Família

Como o OIK organiza a herança que você vai deixar, antes que vire problema para quem fica

Por OIK · 2026-07-07 · 6 min de leitura

Planejamento sucessório começa por visibilidade

A maior parte das conversas sobre sucessão começa pelo testamento e por isso quase nunca acontece. Falar de divisão de bens antes de saber exatamente o que existe é começar pelo final. O ponto de partida útil é diferente. Começa por construir o inventário patrimonial da família, com clareza sobre o que existe, onde está e quem tem acesso.

Esse trabalho é útil mesmo na ausência de qualquer expectativa de evento próximo. Serve para decisões de longo prazo, para situações de incapacidade temporária, para conversas com filhos adultos e para qualquer momento em que clareza precise estar disponível rapidamente.

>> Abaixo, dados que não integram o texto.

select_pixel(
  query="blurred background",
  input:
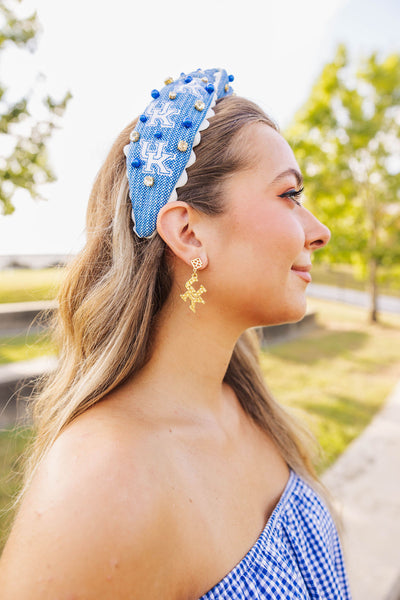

O que o OIK consolida em visão única e compartilhável

A partir da integração via Open Finance e do cadastro estruturado de bens não financeiros, o OIK consolida em visão única todos os ativos da família: contas, investimentos, previdência, FGTS, imóveis, veículos, participações em empresas. Os passivos são apresentados em paralelo, para que o patrimônio líquido apareça com precisão.

Essa visão pode ser compartilhada de forma controlada com pessoas escolhidas pela família. Cônjuge, filhos adultos, assessor jurídico ou contador. O nível de acesso é definido caso a caso, com possibilidade de acesso completo ou apenas de leitura em áreas específicas.

Como preparar a conversa sucessória

A conversa sucessória costuma ser adiada porque parece pesada. Quando começa por organização operacional, fica mais leve. Convidar a família para revisar o inventário patrimonial, atualizar valores, conferir documentos faltantes é uma atividade prática que abre espaço para conversas mais profundas sem que elas precisem ser anunciadas formalmente.

A partir dessa conversa, decisões sobre proteção patrimonial, sobre testamento, sobre uso de seguros e sobre eventuais transferências em vida ganham contexto e tendem a ser tomadas com mais serenidade.

O que o OIK documenta que facilita o inventário futuro

Mesmo na hipótese de evento inesperado, o histórico documentado no OIK reduz radicalmente o trabalho de reconstrução patrimonial que costuma consumir os primeiros meses do inventário. A lista de ativos, os números de contas, as instituições envolvidas, os saldos médios, os documentos vinculados, tudo isso fica acessível para quem precisa dar continuidade.

A diferença entre uma família que documentou e uma família que não documentou costuma ser de meses de processo e de valor relevante economizado em custos de inventário.

Em poucas palavras

Planejamento sucessório começa por inventário patrimonial, não por testamento. O OIK consolida em visão única e compartilhável todos os ativos e passivos da família, oferece acesso controlado a pessoas escolhidas e mantém o histórico que facilita qualquer processo futuro. O trabalho é útil em si mesmo, e abre espaço para conversas mais profundas sem precisar nomeá-las como pesadas.